Having a clean electricity source will become a major competitive advantage for automotive suppliers that can meet these goals as automakers work to trim carbon emissions, he said. That could be an economic boost for countries, like Norway, that have cleaner energy grids because they would be more attractive partners for the auto suppliers.

There are a number of other steps automakers can take that don’t cost any money and, in some cases, can even save money, said Hannon. For example, recycled aluminum, which costs less than new, freshly extracted aluminum, requires less energy to produce. That’s one easy and cheap way automakers can reduce their energy usage and carbon emissions. The same can be true for plastics, he said.

In these ways, along with switching to renewable energy sources, automakers could reduce carbon emissions by two-thirds by 2030 without increasing costs, according to a McKinsey report Hannon co-authored.
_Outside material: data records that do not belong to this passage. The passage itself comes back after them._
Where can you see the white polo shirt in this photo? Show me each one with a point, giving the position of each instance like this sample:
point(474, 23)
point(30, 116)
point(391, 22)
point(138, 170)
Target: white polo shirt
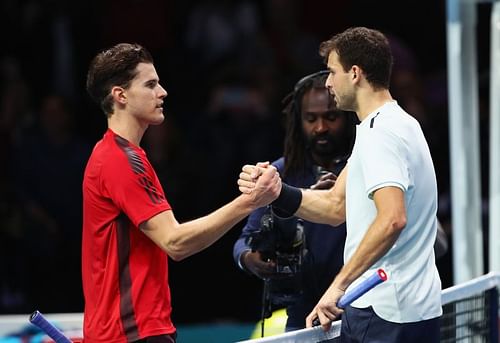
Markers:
point(390, 150)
This does presume some reasonably foreseeable technological advancements, though, Hannon said. For instance, it presumes more use of hydrogen as a fuel for heat-intensive processes. That requires greater availability of hydrogen than exists today.

Taking carbon out

Additionally, carbon capture, literally removing carbon dioxide from industrial emissions and storing or using it, is another technology that could help, but it’s still in the relatively early stages, said Ed Crooks, an industry analyst with Wood Mackenzie. In fact, carbon capture will almost certainly be necessary, on a global scale, to have any real hope of meeting overall Paris Climate Accord goals, he said. That’s in addition to taking other serious steps, like shifting more vehicles to electric, he said.

That means carbon capture must be viable, not just technologically but economically, he said. If valuable uses can be found for the carbon trapped from industrial emissions, then carbon capture could really take off.

“If you’re going to address climate change it has to be made to work,” Crooks said.

Polestar’s Klaren agrees. She hopes carbon taken from the air and from emissions can be used to make parts for Polestar cars in the future. Instead of being emitted into the atmosphere, then, the carbon will become part of the cars themselves.